La scenografia stessa è in vendita. A fine spettacolo si possono realmente comprarne i pezzi. Divani imbottiti, tavoli di legno, sedie. Se nessuno li vuole restano dove sono, per la prossima data, il prossimo teatro. Sarà il caso a decidere, come spinte invisibili dirigono talvolta in direzioni di non senso, a scoprire cosa c’è dietro una paura, un desiderio errato.
L’idea che tutto sia in divenire, smontato e rimontato da noi o dagli altri, ben si combina con uno spettacolo che parla anche della morte, della fine come inizio, o scherzo della cronologia. Uno scherzo crudele, dove agire non è poi così automatico: se davvero tra un’ora sta per terminare tutto, cosa faccio? Mi dispero, mi sento sollevata, divento calma, ho voglia di telefonare a un uomo per un’ultima frase? Ci metteremmo tutti a danzare, pregare, o in silenzio guarderemmo un mondo che non ci appartiene, ispira repulsione? La vita si può anche non amare. O qualcuno o qualcosa, accanto a noi, potrebbe illuminarla. Un vacanza da noi stessi, un lampo breve. In riva al lago a sgomberare i ricordi pesanti, tornare, assistere a I passi ultimi, forse.
I passi ultimi è lo spettacolo ideato e scritto da Savino Paparella ed Elisa Cuppini, di Teatro delle Briciole di Parma. Una drammaturgia ispirata, che incrocia riferimenti letterari e filosofici, come Nietzche e la poetessa polacca Wislawa Szymborska – che fa del varietà del quotidiano uno specchio rovesciato. “ Il sole sfolgorò e si spense /Senza che ci facessi caso. La terra ruotò/E non ne presi nota.”
La tonalità anfrattuosa, massiccia di Paparella, si insinua quando la tensione si fa più viva; quando una sera, nella balera di turno, una compagnia di ballerini e cabarettisti deve interrompere lo show, perché una voce annuncia che è iniziato il conto alla rovescia per la fine del mondo.
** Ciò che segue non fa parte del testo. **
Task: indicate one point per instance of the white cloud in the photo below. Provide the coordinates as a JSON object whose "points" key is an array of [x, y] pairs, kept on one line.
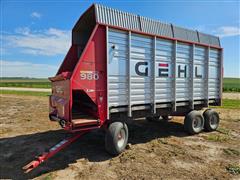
{"points": [[227, 31], [47, 42], [36, 15], [26, 69]]}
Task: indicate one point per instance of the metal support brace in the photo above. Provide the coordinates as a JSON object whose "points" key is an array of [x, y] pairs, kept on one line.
{"points": [[174, 74], [107, 59], [207, 76], [129, 75], [154, 76], [192, 78]]}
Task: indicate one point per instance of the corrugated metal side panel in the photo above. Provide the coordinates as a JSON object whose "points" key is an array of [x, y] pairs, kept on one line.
{"points": [[113, 17], [183, 74], [155, 27], [214, 74], [182, 33], [205, 83], [199, 69], [141, 51], [117, 68], [208, 39], [164, 57], [118, 18]]}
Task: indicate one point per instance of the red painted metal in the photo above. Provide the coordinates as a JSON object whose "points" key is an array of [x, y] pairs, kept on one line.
{"points": [[52, 151], [93, 60]]}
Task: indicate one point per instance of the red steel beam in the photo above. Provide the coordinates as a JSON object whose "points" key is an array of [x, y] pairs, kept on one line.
{"points": [[52, 151]]}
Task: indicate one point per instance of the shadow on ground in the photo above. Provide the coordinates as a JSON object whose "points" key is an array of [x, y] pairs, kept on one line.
{"points": [[20, 150]]}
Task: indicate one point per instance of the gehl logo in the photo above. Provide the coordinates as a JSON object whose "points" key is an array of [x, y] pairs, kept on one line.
{"points": [[141, 69]]}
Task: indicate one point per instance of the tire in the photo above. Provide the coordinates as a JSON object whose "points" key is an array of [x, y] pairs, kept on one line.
{"points": [[212, 120], [194, 122], [116, 138], [166, 118], [153, 118]]}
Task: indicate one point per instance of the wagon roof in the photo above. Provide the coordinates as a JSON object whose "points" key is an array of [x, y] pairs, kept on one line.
{"points": [[128, 21]]}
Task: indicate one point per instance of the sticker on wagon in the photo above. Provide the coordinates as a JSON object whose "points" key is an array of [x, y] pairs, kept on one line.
{"points": [[89, 75]]}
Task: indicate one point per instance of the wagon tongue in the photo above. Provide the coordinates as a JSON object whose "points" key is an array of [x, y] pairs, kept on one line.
{"points": [[51, 152]]}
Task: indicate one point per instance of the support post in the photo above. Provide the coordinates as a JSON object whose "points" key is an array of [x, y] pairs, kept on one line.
{"points": [[174, 75], [192, 77], [129, 75], [221, 77], [154, 76], [207, 77], [107, 61]]}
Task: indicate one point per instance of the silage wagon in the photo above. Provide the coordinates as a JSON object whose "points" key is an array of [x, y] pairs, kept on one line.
{"points": [[123, 66]]}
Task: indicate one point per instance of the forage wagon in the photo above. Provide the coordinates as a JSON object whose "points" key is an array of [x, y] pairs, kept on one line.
{"points": [[123, 66]]}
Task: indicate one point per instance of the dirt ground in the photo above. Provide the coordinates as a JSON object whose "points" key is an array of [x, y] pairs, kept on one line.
{"points": [[158, 150]]}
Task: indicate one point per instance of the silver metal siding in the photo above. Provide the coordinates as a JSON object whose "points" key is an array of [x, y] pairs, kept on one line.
{"points": [[155, 27], [141, 50], [113, 17], [214, 74], [200, 63], [202, 81], [164, 54], [117, 68]]}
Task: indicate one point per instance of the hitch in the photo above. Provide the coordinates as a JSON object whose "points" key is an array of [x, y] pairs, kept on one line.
{"points": [[52, 151]]}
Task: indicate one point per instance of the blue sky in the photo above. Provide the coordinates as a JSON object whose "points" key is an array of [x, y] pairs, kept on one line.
{"points": [[36, 35]]}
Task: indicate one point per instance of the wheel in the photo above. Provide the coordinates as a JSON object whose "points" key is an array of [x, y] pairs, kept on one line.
{"points": [[211, 120], [166, 118], [153, 118], [194, 122], [116, 138]]}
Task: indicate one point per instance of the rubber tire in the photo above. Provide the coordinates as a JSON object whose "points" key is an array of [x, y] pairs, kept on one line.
{"points": [[188, 122], [111, 138], [207, 116], [166, 118], [152, 118]]}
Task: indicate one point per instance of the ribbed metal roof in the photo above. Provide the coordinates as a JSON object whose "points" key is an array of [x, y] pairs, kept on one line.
{"points": [[113, 17]]}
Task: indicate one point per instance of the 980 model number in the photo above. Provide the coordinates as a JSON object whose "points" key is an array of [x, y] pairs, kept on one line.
{"points": [[89, 75]]}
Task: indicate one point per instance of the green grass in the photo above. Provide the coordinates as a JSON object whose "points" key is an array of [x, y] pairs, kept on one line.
{"points": [[231, 84], [25, 93], [231, 152], [233, 169], [217, 138], [25, 82], [231, 103]]}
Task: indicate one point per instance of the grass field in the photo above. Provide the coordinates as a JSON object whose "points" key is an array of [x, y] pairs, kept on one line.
{"points": [[227, 103], [25, 82], [25, 93], [229, 84]]}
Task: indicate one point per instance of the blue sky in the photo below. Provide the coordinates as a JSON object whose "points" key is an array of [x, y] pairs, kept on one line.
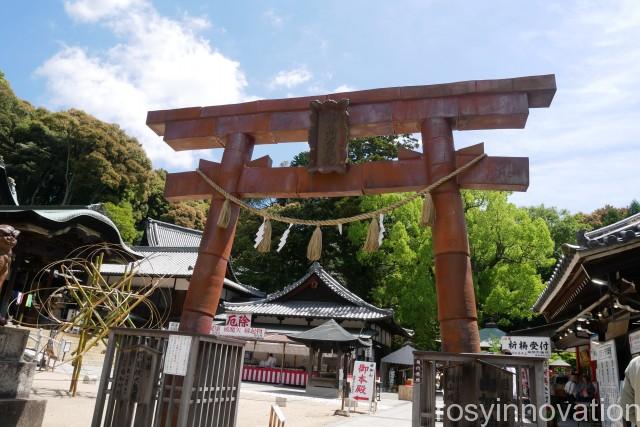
{"points": [[119, 58]]}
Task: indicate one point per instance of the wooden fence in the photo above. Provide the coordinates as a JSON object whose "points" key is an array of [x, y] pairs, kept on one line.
{"points": [[146, 371]]}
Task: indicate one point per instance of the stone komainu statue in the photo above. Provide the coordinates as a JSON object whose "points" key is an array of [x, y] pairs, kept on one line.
{"points": [[8, 239]]}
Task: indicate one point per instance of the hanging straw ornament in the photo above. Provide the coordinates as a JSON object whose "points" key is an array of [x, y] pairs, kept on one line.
{"points": [[283, 239], [314, 250], [263, 237], [373, 234], [225, 214], [428, 211]]}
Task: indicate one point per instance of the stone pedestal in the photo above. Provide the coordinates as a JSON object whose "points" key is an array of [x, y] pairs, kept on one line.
{"points": [[16, 377]]}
Un luogo di gioia effimera diviene un laboratorio chimico dove osservare le reazioni all’ipotesi che la carne, il sangue, i pulviscoli spirituali di cui siamo composti siano degradabili, o non siano mai nati – perché sempre esistiti. Il ritmo si dissolve, poi si intensifica. Elisa Cuppini sfoga le sue incertezze con un assolo di danza molto sentito. L’intonazione di Savino Paparella si fa dolcissima, in flussi di compassione, mentre distribuisce al pubblico oggetti o parti di essi – serrature, chiavi, chiodi, diversi simboli di introspezione.
Il cabaret, su cui è incentrata la prima parte, risulta lievemente scarno, come non fosse ben rodato. L’indole comica, forse, potrebbe essere arrichita con numeri più decisi, precisi. L’immagine della balera come microcosmo calza, e ricordiamo che Ettore Scola ambientò un gioiello come Ballando proprio in una sala da ballo. Anche il pubblico è invitato a partecipare ad alcuni intermezzi dello spettacolo – scelta registica che ultimamente si nota in molte produzione teatrali. E che, se da un lato può suscitare qualche dubbio, dall’altro risulta una piacevole sorpresa per il pubblico stesso. Un momento per sentirsi parte di un insieme, usare l’aggregazione come arma contro la frenesia dei week-end, che spinge a una forzata espressione di divertimento.
I passi ultimi rilascia una sensazione inusuale, unione di incertezze fragili senza messaggi, sottotitoli, senza risposte. Per una visione della materia come inizio, denunciandone i limiti, l’essere data fissa sul calendario, regalo inutile. Invece di scambi di irrealizzazioni, fra individui che si stanno cercando.